Dal rapporto tra corpo e mondo alle ferite lasciate dagli incendi, dalle guerre alle migrazioni, fino al diritto stesso di respirare: sono questi alcuni dei temi al centro della sesta edizione delle “Giornate del Respiro“, festival organizzato da Sardegna Teatro in programma tra gli spazi dell’Exma e Sa Manifattura dal 3 al 14 giugno. Ne abbiamo parlato ai microfoni di Radio X con la curatrice Giulia Muroni, ospite di Sergio Benoni: «Un festival nato nel 2021, all’indomani della pandemia, quando il respiro è diventato improvvisamente qualcosa di cui tutti hanno dovuto prendere coscienza. Tutto il mondo nello stesso momento simultaneamente si è trovato a riflettere su qualcosa dato per scontato, cioè il respiro. Il Covid ci ha messo di fronte al fatto che quel respiro così necessario però potesse essere anche patologico», spiega. «Tutti quanti con le mascherine abbiamo abitato degli spazi sempre percependoci in un regime di pericolosità, sentendo questa possibilità di relazione come qualcosa di potenzialmente nocivo».
Le radici del festival affondano nella storia del territorio di Fluminimaggiore, dove la questione del respiro è legata alla memoria delle miniere e della silicosi: «Il festival è nato a Fluminimaggiore, un contesto che ha conosciuto le malattie del respiro ormai da molto tempo, perché conosceva la silicosi. Le questioni legate al respiro sono connaturate in una maniera molto stretta con delle ragioni politiche, perché chi si ammalava di silicosi erano le persone che lavoravano nelle miniere». Un percorso da cui è nato un ragionamento che intreccia salute, lavoro, urbanistica e trasformazioni sociali, facendo del respiro una chiave di lettura della contemporaneità.

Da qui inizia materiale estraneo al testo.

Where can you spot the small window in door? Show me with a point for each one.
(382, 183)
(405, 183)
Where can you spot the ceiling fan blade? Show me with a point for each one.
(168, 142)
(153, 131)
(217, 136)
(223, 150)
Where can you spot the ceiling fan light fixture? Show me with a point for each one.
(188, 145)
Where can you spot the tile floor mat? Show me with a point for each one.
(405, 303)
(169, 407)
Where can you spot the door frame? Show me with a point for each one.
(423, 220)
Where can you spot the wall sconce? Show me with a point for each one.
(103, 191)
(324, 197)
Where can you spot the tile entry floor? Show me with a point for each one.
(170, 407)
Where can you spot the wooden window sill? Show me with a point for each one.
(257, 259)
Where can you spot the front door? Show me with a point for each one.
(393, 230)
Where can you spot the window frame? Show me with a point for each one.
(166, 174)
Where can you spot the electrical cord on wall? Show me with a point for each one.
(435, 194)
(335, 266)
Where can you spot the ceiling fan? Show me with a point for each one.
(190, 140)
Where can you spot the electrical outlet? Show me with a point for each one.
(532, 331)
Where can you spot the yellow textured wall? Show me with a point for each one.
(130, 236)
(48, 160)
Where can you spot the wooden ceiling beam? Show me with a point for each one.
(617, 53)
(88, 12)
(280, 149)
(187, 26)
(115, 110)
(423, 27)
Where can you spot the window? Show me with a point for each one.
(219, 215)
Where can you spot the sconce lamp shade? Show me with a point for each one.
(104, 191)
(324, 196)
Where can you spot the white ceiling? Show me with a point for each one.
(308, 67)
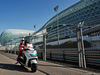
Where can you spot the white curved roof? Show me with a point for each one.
(11, 34)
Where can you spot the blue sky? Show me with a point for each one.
(24, 14)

L’edizione 2026, che si sviluppa tra Sa Manifattura e l’Exma, all’interno del nuovo progetto di gestione condivisa che coinvolge Sardegna Teatro, Spazio Danza, Radio X e altri partner culturali cittadini, prevede un fitto calendario che intreccia teatro, danza, musica, cinema e arti visive. Tra gli appuntamenti, incontri dedicati alle politiche culturali partecipative, proiezioni curate in collaborazione con MUBI, la prima nazionale di Gathering della coreografa palestinese Samar Haddad King, installazioni e performance internazionali come Memory of Birds dell’artista libanese Tania El Khoury. In cartellone trovano spazio anche il teatro di ricerca, le performance urbane, gli interventi di Tea Hacic-Vlahovic e Sara Leghissa, oltre al lavoro di Niccolò Fettarappa. A chiudere la manifestazione il doppio concerto acustico di Iosonouncane, all’ExMA il 13 e 14 giugno, uno degli appuntamenti più attesi dell’edizione, che conferma la vocazione del festival a mettere in dialogo linguaggi artistici differenti e questioni politiche e sociali del presente.